Syria, Idleb (c) OCHA

 

Opening the event, EU Ambassador Carl Hallergard, Deputy Head of the EU Delegation to the UN in Geneva, paid tribute to the millions of Syrians who, for the past 9 years, have endured enormous suffering as victims of systematic human rights violations. Over 10 million people had to flee their homes, more than 500,000 people have died, the number of enforced disappeared nears 80,000 according to some conservative figures. "Syrians deserve peace - and accountability is key to achieving peace in Syria," underlined Ambassador Hallergard. Joined by the German Ambassador Hans-Peter Jugel, Italian Ambassador Marie Sol Fulci, and Ambassador and Special Envoy for Syria Emiel de Bont from the Ministry of Foreign Affairs of the Netherlands, all stressed the EU's and European Member States' unwavering commitment to fighting impunity for human rights violations. Over 130 participants connected to the webinar to echo their support that accountability is a shared goal for the international community and for Syrians.

 

"We cannot build peace in Syria without accountability."

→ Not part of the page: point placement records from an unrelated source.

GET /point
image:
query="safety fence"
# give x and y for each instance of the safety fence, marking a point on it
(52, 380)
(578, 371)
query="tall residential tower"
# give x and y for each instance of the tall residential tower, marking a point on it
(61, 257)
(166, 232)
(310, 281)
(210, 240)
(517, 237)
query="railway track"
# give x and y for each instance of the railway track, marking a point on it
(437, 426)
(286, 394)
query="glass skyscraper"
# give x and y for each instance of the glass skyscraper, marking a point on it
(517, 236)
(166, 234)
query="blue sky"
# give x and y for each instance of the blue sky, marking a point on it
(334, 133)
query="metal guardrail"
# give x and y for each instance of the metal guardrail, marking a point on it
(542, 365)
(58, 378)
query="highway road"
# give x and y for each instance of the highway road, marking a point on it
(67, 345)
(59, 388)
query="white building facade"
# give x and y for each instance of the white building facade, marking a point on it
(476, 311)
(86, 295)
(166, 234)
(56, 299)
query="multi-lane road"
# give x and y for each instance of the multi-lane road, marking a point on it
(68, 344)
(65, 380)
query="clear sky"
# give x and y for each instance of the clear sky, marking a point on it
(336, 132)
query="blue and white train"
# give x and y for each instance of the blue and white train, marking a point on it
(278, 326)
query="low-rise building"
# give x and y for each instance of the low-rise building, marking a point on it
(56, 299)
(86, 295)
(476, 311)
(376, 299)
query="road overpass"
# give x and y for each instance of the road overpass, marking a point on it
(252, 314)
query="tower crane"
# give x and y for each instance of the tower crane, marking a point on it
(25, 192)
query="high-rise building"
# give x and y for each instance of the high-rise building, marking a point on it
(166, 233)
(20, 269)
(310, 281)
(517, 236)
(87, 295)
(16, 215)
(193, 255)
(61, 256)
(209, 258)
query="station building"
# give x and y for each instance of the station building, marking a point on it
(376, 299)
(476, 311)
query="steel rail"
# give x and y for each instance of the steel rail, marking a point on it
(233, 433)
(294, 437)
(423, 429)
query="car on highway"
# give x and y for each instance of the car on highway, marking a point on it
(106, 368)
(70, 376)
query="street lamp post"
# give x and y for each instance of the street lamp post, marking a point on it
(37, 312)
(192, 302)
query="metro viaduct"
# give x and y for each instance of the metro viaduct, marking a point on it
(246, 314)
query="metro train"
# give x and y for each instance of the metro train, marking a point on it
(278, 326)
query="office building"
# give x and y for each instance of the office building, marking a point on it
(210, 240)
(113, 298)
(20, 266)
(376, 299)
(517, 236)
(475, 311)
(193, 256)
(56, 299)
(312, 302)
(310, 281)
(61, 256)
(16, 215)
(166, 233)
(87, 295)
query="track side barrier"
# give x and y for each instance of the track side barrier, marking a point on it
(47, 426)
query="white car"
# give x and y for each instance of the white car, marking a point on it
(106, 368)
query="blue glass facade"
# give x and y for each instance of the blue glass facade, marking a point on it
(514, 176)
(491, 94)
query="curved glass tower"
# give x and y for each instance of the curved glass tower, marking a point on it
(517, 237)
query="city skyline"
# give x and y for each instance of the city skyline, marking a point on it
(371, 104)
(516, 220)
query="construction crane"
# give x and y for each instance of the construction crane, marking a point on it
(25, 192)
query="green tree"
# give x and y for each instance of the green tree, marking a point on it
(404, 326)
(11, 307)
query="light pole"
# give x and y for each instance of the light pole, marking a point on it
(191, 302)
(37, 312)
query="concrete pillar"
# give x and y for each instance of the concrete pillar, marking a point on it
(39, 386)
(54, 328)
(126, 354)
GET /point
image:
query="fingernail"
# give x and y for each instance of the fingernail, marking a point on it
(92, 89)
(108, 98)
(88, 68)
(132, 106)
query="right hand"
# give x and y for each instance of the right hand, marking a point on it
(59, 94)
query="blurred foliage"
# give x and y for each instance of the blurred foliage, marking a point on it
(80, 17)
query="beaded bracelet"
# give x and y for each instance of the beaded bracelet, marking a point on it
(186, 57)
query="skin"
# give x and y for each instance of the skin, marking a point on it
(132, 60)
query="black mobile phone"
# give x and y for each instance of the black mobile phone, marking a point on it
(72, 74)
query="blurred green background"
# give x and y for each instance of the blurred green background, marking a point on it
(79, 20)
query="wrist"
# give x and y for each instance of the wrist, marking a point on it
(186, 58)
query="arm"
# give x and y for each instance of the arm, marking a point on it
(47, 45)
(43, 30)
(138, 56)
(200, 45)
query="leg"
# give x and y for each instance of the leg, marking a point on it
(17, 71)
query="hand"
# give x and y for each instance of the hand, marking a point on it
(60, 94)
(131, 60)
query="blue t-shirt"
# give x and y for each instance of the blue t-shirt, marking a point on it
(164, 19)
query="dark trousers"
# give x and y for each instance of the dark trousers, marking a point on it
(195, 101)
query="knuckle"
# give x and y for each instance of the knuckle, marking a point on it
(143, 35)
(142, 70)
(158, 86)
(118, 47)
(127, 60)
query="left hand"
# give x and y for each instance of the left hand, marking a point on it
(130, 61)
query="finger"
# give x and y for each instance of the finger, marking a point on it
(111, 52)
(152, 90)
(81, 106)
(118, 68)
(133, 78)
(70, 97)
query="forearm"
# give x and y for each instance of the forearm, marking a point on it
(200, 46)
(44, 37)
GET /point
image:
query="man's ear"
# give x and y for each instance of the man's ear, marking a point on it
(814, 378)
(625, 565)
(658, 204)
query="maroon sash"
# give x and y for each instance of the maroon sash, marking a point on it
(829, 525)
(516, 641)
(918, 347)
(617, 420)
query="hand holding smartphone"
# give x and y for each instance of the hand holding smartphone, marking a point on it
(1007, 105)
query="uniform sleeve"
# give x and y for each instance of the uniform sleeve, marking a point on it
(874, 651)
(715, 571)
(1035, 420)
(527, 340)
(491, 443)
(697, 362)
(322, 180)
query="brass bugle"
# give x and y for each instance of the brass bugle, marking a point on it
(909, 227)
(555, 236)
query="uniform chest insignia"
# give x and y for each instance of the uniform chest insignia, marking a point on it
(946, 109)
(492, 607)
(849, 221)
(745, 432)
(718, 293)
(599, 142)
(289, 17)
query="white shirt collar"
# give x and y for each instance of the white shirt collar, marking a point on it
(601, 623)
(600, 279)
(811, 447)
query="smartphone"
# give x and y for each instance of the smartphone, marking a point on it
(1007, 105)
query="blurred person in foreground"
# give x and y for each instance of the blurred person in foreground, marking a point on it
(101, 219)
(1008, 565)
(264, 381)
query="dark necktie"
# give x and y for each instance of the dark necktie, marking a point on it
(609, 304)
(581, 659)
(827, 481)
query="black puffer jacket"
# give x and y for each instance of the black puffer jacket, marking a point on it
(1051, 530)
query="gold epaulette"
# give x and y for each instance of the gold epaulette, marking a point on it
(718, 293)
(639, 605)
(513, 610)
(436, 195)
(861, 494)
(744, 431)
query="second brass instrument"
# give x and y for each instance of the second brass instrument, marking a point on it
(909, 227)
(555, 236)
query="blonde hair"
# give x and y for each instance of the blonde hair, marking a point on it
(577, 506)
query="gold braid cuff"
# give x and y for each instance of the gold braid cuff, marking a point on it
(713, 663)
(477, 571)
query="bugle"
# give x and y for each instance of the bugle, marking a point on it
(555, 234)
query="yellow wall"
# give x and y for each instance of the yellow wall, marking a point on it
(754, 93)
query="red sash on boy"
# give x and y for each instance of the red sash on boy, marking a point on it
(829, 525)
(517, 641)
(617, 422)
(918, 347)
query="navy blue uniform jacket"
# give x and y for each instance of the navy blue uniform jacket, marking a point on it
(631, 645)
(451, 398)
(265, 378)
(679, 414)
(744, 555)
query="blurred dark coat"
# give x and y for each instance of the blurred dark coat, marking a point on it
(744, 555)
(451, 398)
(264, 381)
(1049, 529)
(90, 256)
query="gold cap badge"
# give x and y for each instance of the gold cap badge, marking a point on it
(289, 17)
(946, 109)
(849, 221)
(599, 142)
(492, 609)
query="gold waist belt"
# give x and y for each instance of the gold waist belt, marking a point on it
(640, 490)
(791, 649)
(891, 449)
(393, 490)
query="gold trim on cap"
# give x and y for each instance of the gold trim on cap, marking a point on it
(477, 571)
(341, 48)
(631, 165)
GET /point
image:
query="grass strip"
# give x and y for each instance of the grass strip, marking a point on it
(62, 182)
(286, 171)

Giving a voice to civil society, three former detainees and human rights activists told their personal stories of having been held in detention in Syria. Noura Jizawi, survivor of detention and founder of Start Point, Mazen Darwish, a prominent Syrian lawyer imprisoned in Syria 2012-2015 and founder of the Syrian Center for Media and Freedom of Expression, and Anwar Al Bunni, Syrian human rights lawyer, former political prisoner and founder of the Syrian Human Rights Association - as survivors, they stressed the need for the international community to continue their efforts to push for accountability as the right way to ensure long lasting peace.

 

"This is probably the most extensively documented war in the history of humankind."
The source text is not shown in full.